No 53: Bill Cosby's New Coke commercials, Thursday, 14 February 2013 08:00AM

No 53: Bill Cosby's New Coke commercials

Things you need to know

  • In June 1985, Newsweek reported that old Coke was being sold on the black market for almost £20 a case.
  • Reports that the original Coke was returning led to two major US network newscasts leading with the story, which also made the front pages of almost every daily newspaper.
  • The chief executive, Roberto Goizueta, received a letter addressed to “Chief Dodo, The Coca-Cola Company”. He said he was more upset that it was actually delivered to him

Was Bill Cosby the frontman for one of the world’s greatest marketing cock-ups or the cleverest ever ploy to sustain a brand’s market leadership?

Twenty-eight years after the US comedian and actor fronted a set of commercials to introduce consumers to the ill-fated New Coke, some conspiracy theorists still believe that Coca-Cola launched the product knowing full well that it would fail.

If true, it could explain why Coke took the seemingly incomprehensible decision to kill off its leading brand, change its formula and relaunch it as New Coke.

Fear of a resurgent Pepsi prompted the adoption of this high-risk strategy.
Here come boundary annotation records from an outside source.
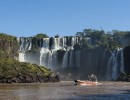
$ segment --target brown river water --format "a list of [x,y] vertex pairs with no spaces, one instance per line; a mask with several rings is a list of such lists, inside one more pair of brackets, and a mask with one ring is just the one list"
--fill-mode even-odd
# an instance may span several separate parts
[[100,82],[97,86],[59,83],[0,84],[0,100],[130,100],[129,82]]

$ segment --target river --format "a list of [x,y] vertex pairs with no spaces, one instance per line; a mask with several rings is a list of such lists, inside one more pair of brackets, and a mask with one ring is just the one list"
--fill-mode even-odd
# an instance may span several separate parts
[[97,86],[58,83],[0,84],[0,100],[129,100],[129,82],[100,82]]

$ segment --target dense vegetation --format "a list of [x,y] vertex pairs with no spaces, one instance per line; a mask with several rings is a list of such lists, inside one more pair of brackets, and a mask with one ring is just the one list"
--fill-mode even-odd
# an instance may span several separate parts
[[[36,36],[38,37],[38,35]],[[18,42],[14,36],[0,34],[0,83],[59,81],[43,66],[17,61]]]
[[[84,29],[83,32],[77,32],[76,36],[82,37],[80,44],[76,44],[76,49],[91,49],[97,46],[106,48],[113,51],[116,48],[120,48],[123,45],[119,41],[121,36],[130,36],[130,31],[118,31],[106,32],[104,30]],[[89,40],[91,42],[89,42]]]

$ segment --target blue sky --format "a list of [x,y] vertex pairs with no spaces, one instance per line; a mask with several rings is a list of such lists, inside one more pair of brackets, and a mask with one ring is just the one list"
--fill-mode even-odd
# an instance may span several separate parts
[[86,28],[130,30],[130,0],[0,0],[0,32],[70,36]]

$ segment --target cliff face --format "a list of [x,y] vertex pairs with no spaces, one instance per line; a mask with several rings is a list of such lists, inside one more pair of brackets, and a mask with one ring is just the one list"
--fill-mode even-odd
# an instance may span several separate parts
[[17,38],[0,34],[0,83],[59,81],[58,76],[55,76],[50,69],[36,64],[19,62],[18,52]]
[[0,34],[0,57],[16,58],[18,57],[18,48],[16,37]]

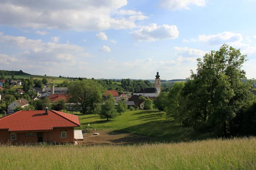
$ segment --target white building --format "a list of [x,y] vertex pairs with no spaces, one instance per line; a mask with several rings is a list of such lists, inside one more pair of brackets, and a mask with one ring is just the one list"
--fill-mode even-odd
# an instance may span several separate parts
[[14,113],[14,110],[17,106],[20,106],[23,108],[28,105],[29,105],[29,101],[26,99],[22,99],[15,100],[8,105],[8,113]]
The Pepsi Challenge revealed that most people preferred Pepsi’s sweeter formula. So much so that, by the early 80s, Coke’s number-one status was looking vulnerable.

On 23 April 1985, the sweeter-tasting New Coke was launched and production of original Coke ceased.

The ad campaign that accompanied it had been created by McCann Erickson in great secrecy. Agency executives working on the project had to sign a legal document forbidding them talking to anybody about the change.

They need not have bothered. The change in Coke outraged Americans, some of whom compared it to trampling on the US flag. Within less than three months, New Coke had been withdrawn. Cosby ended his associations with Coke, saying the ads had hurt his credibility.

Marcio Moreira, a senior McCann creative who worked on the launch, later admitted: "Consumers’ reaction to New Coke actually replacing Classic Coke was never sufficiently explored."

That has not stopped claims that the real aim was to make people appreciate the brand more by withdrawing it.

Coca-Cola has always denied this. Donald Keough, its chief operating officer at the time, said: "The truth is we are not that dumb, and we are not that smart."